Allí hemos podido comprobar una juventud diferente. Llegaron allí como peregrinos, dispuestos a llevar sobre sí carencias y dificultades, de arrostrar muchos sacrificios, de ser acogidos por familias que no conocían, de compartir unos ideales que son los que abren un futuro nuevo para la humanidad, ideales de verdad y libertad, de misericordia que es la que nos hace libres, para amar sin nada a cambio, para sentirse unidos a todos los sufrimientos de los hombres, para vivir una alegría y una felicidad que no la encuentran en esta sociedad nuestra consumista, libertaria, tan insolidaria y al mismo tiempo temerosa del futuro que parece vivir solo de los mitos de Sísifo, Prometeo o Dionisos.
Cientos de miles llegaron hasta Cracovia, peregrinos y hambrientos de misericordia, con verdaderas ganas de que se establezca esa misericordia en todo el mundo y que desaparezca la violencia, el odio, la guerra, el terrorismo, las desigualdades injustas de todo tipo… y que sea reconocido el que es la Verdad del hombre, Jesucristo, Hijo de Dios vivo.

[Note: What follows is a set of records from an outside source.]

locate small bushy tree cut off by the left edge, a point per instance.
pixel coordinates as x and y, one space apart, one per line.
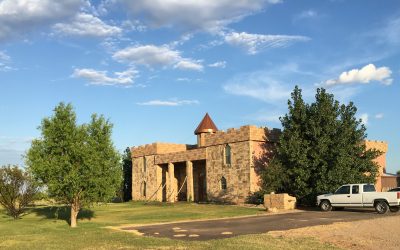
17 190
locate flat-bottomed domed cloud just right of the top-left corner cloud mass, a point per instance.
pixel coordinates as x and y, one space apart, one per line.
85 24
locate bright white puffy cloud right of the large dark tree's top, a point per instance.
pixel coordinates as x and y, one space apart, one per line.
364 75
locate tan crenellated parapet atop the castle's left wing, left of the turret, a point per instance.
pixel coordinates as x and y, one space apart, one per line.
157 148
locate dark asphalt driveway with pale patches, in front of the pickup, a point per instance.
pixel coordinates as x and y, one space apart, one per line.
223 228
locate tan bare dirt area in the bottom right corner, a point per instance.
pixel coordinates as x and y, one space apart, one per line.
380 233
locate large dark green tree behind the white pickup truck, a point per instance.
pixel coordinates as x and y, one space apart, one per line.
321 147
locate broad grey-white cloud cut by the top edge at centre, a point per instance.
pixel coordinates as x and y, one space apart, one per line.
195 14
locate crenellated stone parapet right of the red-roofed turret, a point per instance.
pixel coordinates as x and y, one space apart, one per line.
244 133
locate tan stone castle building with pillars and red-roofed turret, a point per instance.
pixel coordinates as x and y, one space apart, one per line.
220 167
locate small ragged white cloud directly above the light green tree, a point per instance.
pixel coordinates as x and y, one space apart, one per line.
95 77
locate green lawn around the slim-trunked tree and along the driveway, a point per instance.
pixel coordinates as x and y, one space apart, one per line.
47 228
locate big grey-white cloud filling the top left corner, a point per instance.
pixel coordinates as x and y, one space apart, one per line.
20 16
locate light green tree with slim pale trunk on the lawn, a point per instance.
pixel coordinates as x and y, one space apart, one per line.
78 163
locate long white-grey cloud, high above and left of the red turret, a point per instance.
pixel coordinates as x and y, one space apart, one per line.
151 55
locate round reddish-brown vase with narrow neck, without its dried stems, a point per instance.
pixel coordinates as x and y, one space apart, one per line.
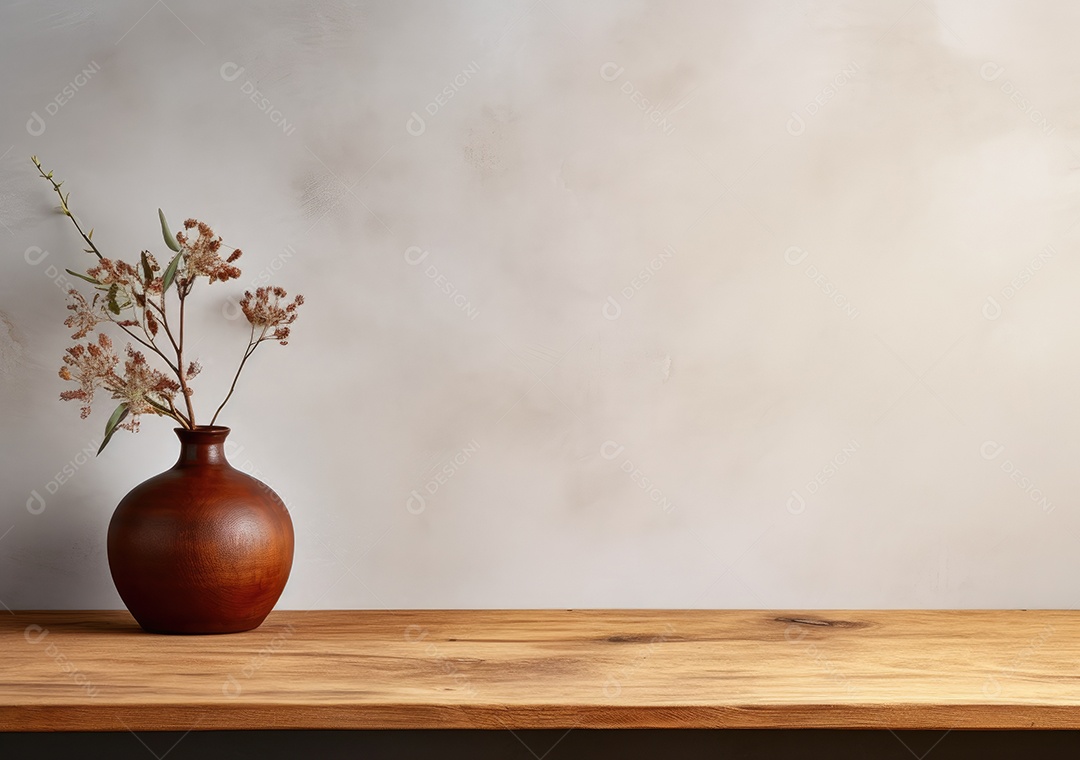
202 548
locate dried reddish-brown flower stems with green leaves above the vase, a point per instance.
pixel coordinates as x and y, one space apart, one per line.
133 300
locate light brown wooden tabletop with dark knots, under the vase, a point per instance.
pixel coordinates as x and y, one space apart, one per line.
547 669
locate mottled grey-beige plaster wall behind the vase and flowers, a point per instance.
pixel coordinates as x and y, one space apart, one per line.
610 305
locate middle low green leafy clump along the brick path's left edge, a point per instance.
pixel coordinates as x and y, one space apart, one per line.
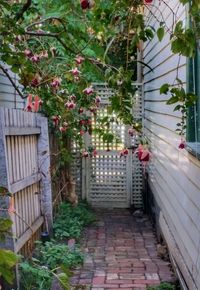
53 255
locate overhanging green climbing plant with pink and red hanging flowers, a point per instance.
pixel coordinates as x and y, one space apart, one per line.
59 48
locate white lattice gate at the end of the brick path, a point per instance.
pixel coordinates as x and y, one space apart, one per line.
109 180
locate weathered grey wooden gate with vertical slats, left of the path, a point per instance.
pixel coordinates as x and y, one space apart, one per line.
25 173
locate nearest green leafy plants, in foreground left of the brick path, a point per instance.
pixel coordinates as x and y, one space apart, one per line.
51 260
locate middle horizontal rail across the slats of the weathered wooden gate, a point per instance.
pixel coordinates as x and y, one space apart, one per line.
23 183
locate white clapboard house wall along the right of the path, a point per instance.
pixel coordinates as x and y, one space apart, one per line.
174 174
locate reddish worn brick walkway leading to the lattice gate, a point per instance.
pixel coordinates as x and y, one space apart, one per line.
120 254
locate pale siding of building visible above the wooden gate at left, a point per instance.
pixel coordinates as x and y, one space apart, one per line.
8 96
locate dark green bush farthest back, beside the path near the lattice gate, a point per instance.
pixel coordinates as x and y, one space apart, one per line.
70 221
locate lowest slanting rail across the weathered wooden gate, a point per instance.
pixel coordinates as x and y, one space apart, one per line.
28 234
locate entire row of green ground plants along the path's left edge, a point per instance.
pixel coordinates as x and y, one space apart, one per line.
56 259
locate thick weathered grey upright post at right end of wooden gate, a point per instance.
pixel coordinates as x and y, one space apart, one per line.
44 168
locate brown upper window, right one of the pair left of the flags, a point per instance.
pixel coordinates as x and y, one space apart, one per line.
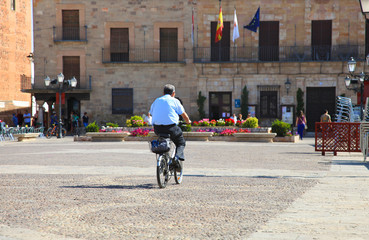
168 44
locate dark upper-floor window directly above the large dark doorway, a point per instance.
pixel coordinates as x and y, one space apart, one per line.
321 39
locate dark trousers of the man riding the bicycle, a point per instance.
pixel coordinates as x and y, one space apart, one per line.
176 136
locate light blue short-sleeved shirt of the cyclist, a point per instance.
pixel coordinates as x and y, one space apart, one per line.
165 110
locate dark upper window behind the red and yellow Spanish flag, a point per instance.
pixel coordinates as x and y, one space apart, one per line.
220 50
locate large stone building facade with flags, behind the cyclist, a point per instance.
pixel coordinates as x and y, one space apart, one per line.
125 51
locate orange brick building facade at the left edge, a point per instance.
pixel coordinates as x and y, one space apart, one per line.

Recorrieron algunos muchísimos kilómetros desde todos lo rincones de la tierra, buscando, con esperanza grandísima de que es posible una humanidad nueva, porque Dios lo quiere y la ha inaugurado ya en Jesús, muerto y resucitado en su máximo gesto de misericordia, de perdón y de reconciliación de todos lo hombres y de todos los pueblos; vinieron, sobre todo, con fe en Jesucristo, Salvador y esperanza para todo el mundo, rostro humano de Dios Padre misericordioso; con verdadero espíritu de sacrificio; con lo mínimo indispensable, pero contentos de verdad. ¡Qué clima de amistad, de familia y de ayuda mutua. Y sin ningún vocerío, ni ningún incidente, respetuosos como ellos solos, ejemplares, … Y son muchos, jóvenes de hoy, no son unos extraterrestres.
De hoy, pero que muy de hoy. ¡Una humanidad nueva, con hombre y mujeres nuevos, una juventud diferente! Y todos se sentían Iglesia, amaban a la Iglesia con verdadera pasión, no se sentían ajenos a ella. Al contrario la sentían como muy propia. La verdad es que todos nos sentíamos gozosos de ser Iglesia, Iglesia llena de esperanza y juventud, Iglesia capaz de ofrecer la gran riqueza que en ella se nos ofrece, Jesucristo, el gran don del amor y de la misericordia que es Él, para aprender de Él a ser misericordiosos y comprometernos de verdad, siguiéndole, poniendo en práctica las obras de misericordia. Cómo resonaron en los diversos momentos la verdad de aquellas palabras de Jesús en las Bienaventuranzas: “Dichosos los misericordiosos porque ellos alcanzarán misericordia”.
Y si faltaba algo las palabras del Papa, de las que me haré eco en semanas posteriores.